Iwata, Koji; *; *; *; *; *; *
PNC TN9410 97-042, 8 Pages, 1997/03
A design guide for flow-induced vibration of thermometer wells is proposed to prevent the recurrence of the failure of thermometer wells, which was the direct cause of the 1995 sodium leak incident of the secondary main piping of the prototype fast breeder reactor MONJU. As a supplement to the technical standards in force for MONJU, the design guide specifies the methods of evaluation and the design criteria on structural integrity against flow-induced vibration for thermometer wells, which are inserted into pipes of fast breeder reactors.
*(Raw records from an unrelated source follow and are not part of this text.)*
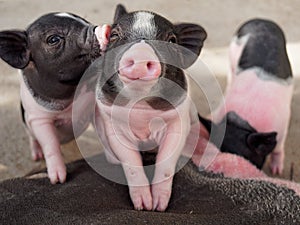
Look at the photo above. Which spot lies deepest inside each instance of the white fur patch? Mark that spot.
(67, 15)
(144, 25)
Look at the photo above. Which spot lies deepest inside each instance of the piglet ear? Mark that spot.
(120, 11)
(190, 36)
(13, 48)
(262, 143)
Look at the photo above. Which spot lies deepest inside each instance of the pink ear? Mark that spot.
(102, 34)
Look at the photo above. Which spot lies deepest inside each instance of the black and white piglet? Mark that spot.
(142, 100)
(52, 53)
(258, 96)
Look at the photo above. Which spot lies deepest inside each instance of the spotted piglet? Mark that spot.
(142, 100)
(52, 55)
(258, 96)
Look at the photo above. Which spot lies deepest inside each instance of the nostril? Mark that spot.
(151, 66)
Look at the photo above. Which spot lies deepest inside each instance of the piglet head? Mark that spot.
(147, 47)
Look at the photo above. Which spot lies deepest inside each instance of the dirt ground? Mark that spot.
(219, 18)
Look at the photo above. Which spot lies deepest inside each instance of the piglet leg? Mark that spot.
(36, 149)
(132, 164)
(45, 134)
(277, 160)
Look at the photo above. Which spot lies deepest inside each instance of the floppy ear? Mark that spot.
(120, 11)
(262, 143)
(13, 48)
(206, 123)
(190, 36)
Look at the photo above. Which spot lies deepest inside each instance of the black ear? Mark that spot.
(190, 36)
(262, 143)
(13, 48)
(120, 11)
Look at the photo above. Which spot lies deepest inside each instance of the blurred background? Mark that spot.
(219, 18)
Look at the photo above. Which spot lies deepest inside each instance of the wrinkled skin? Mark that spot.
(130, 117)
(52, 53)
(259, 92)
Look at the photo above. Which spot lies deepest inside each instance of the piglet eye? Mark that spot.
(114, 36)
(172, 39)
(54, 39)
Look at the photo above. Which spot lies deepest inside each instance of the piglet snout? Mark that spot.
(140, 62)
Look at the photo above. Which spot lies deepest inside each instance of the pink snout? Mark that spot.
(139, 62)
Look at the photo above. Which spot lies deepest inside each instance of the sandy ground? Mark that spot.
(219, 18)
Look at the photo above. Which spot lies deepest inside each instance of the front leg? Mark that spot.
(45, 133)
(167, 157)
(132, 164)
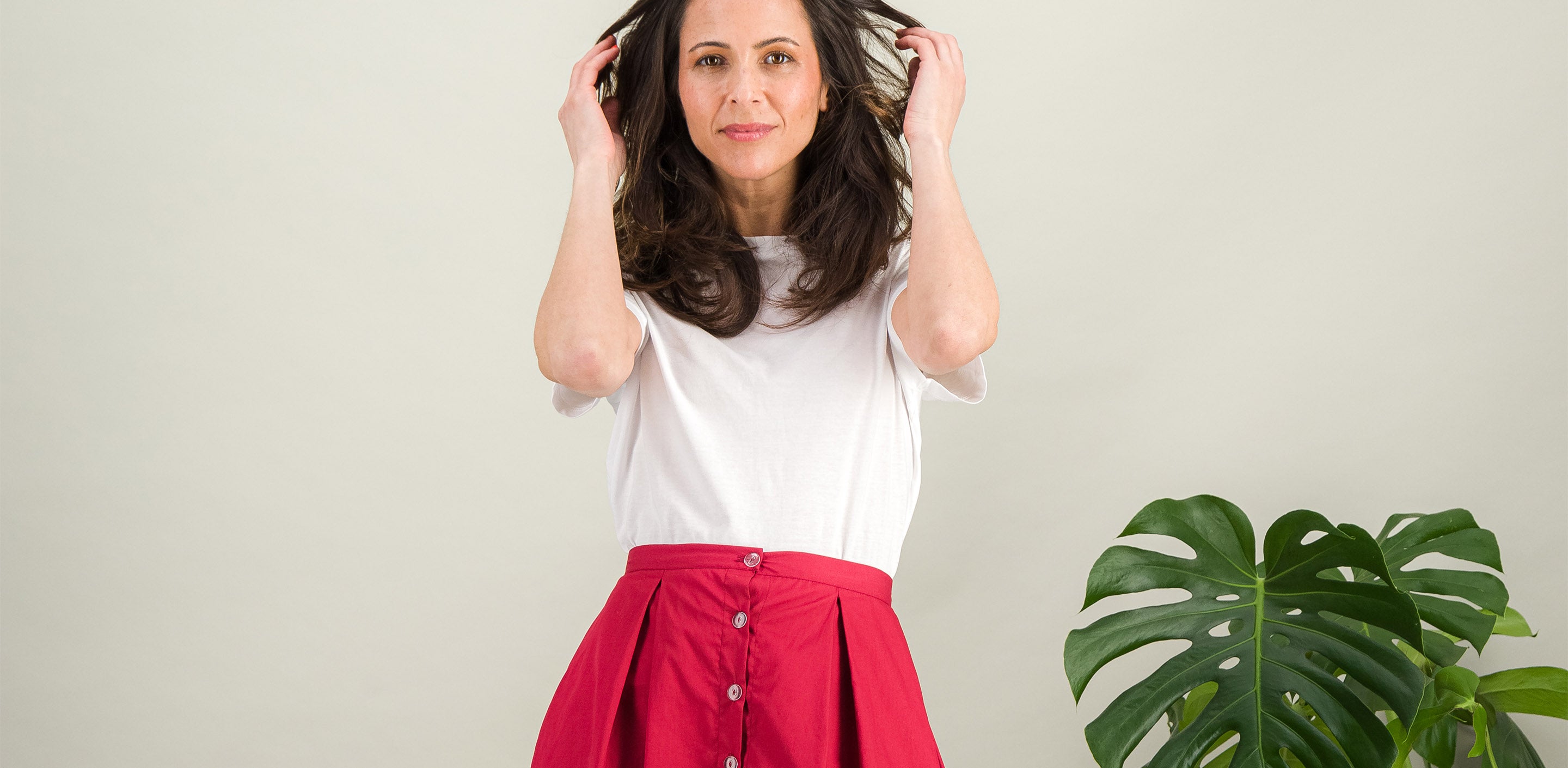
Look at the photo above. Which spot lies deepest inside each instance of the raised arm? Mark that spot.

The design guide is a PNC's (Power Reactor and Nuclear Fuel Development Corporation) internal guide for MONJU, which is to be used, with the permission of outside authorities, to confirm the integrity of the existing equipments as well as to make an improved design of thermometer wells. The proposed design guide was prepared by the Special Working Group on Thermometer Design Guide, organized in PNC during the period from May to November, 1996.